Written and Directed by: Mani Ratnam.
With: Abhishek Bachchan, Ajay Devgan, Vivek Oberoi, Rani Mukherjee, Esha Deol, Kareena Kapoor, Anant Nag, Vijay Raaz and Sonu Sood.

Chennai-born writer-director Mani Ratnam's sprawling story of modern Indian youth (yuva in Hindi) follows the intertwined destinies of three young men from dramatically different backgrounds.

The movie opens as ambitious thug Lallan (Bachchan), student activist Michael (Devgan) and yuppie Arjun (Oberoi) converge on Kolkata's traffic-clogged Howrah Bridge: Lallan shoots Michael, whose skidding motorbike nearly hits Arjun. Three lengthy flashbacks trace the circumstances that brought them to this dramatic juncture.

Lallan, a product of the Kolkata slums, is bailed out of prison by his older brother, Gopal (Sood). Gopal provides muscle for a crooked government minister (Puri), who's in the thick of a contentious local re-election campaign. Although Lallan's vague aspirations to go straight are encouraged by his pregnant wife, Sashi (Mukherjee), the lure of easy money and street credibility win out. Gopal recruits Lallan to discredit a student coalition dedicated to exposing the minister's corruption, and eventually orders him to kill their leader, second-generation political agitator Michael. Radhika (Deol), Michael's childhood sweetheart and a recent college graduate, joins the cause to be near him. Arjun, also newly graduated, just wants to have fun and make some money. His father (Nag), who holds a prestigious government job, hopes Arjun will follow in his footsteps. But Arjun has secretly applied for a visa to study in the U.S. Then he meets Mira (Kapoor) at a local discotheque: Smart, independent and practical, she's just agreed to an arranged marriage but welcomes one last flirtation. Love derails their tidy plans for the future, and Michael winds up on Howrah Bridge making a last-ditch bid for Mira's heart. He instead pulls the gravely wounded Michael from the Hoogly River and accompanies him to the hospital. The story then moves forward as the three couples decide what to do with their futures.
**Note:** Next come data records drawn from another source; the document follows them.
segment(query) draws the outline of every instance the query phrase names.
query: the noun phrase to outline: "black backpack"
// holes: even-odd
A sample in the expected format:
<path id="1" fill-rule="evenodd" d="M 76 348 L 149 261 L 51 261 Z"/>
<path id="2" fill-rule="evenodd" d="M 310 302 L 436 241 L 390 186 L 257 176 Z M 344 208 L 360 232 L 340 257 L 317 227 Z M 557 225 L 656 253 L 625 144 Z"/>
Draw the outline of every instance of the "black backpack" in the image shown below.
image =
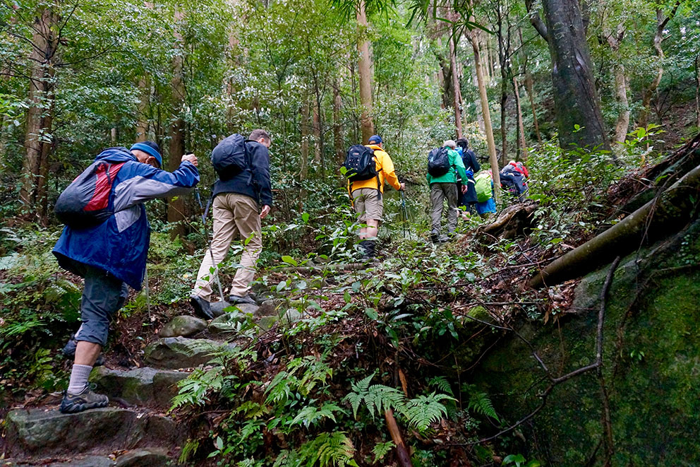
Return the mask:
<path id="1" fill-rule="evenodd" d="M 350 182 L 369 180 L 376 177 L 379 185 L 379 172 L 377 172 L 377 163 L 374 160 L 374 150 L 371 148 L 361 144 L 350 146 L 343 167 L 346 170 L 345 176 Z"/>
<path id="2" fill-rule="evenodd" d="M 123 165 L 99 160 L 85 169 L 56 201 L 58 220 L 71 228 L 86 229 L 109 218 L 114 213 L 109 203 L 111 188 Z"/>
<path id="3" fill-rule="evenodd" d="M 433 177 L 442 177 L 449 172 L 450 167 L 447 148 L 435 148 L 428 155 L 428 173 Z"/>
<path id="4" fill-rule="evenodd" d="M 212 151 L 212 165 L 220 179 L 230 180 L 242 172 L 251 170 L 246 141 L 241 135 L 232 134 Z"/>

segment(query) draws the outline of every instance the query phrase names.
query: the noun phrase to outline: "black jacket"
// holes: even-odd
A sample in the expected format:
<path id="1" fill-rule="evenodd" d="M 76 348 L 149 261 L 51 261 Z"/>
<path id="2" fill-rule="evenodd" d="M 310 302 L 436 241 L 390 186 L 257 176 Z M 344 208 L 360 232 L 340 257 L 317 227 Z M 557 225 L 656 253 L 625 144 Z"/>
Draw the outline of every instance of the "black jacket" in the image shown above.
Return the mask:
<path id="1" fill-rule="evenodd" d="M 252 165 L 251 172 L 241 172 L 232 179 L 217 180 L 214 184 L 214 196 L 219 193 L 238 193 L 250 196 L 261 207 L 272 206 L 272 187 L 270 180 L 270 152 L 258 141 L 246 141 Z"/>
<path id="2" fill-rule="evenodd" d="M 465 169 L 471 170 L 475 174 L 481 170 L 481 166 L 479 165 L 478 161 L 476 160 L 476 155 L 471 149 L 467 149 L 463 153 L 461 161 L 464 162 Z"/>

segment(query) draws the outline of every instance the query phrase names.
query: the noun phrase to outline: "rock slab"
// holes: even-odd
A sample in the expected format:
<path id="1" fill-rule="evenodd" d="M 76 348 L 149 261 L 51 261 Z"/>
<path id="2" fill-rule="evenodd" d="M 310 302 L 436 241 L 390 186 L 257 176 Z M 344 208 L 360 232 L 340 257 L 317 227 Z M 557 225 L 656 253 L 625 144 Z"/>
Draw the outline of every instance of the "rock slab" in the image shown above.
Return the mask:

Ratnam, known for integrating controversial cultural and political themes into popular melodramas, bundles a multitude of coming-of-age traumas into the kind of juicy, overwrought narrative that was once a Hollywood staple. Yes, Devgan is too old to be a student and Bachchan — the son of Indian megastar Amitabh Bachchan — glowers like a storm cloud about to erupt. But the story is absorbing and the songs by A.R. Rahman and Mehboob are damnably catchy. Ratnam simultaneously shot a Tamil-language version of the film, Ayutha Ezhuthu, with an almost entirely different cast; only Deol appears in both.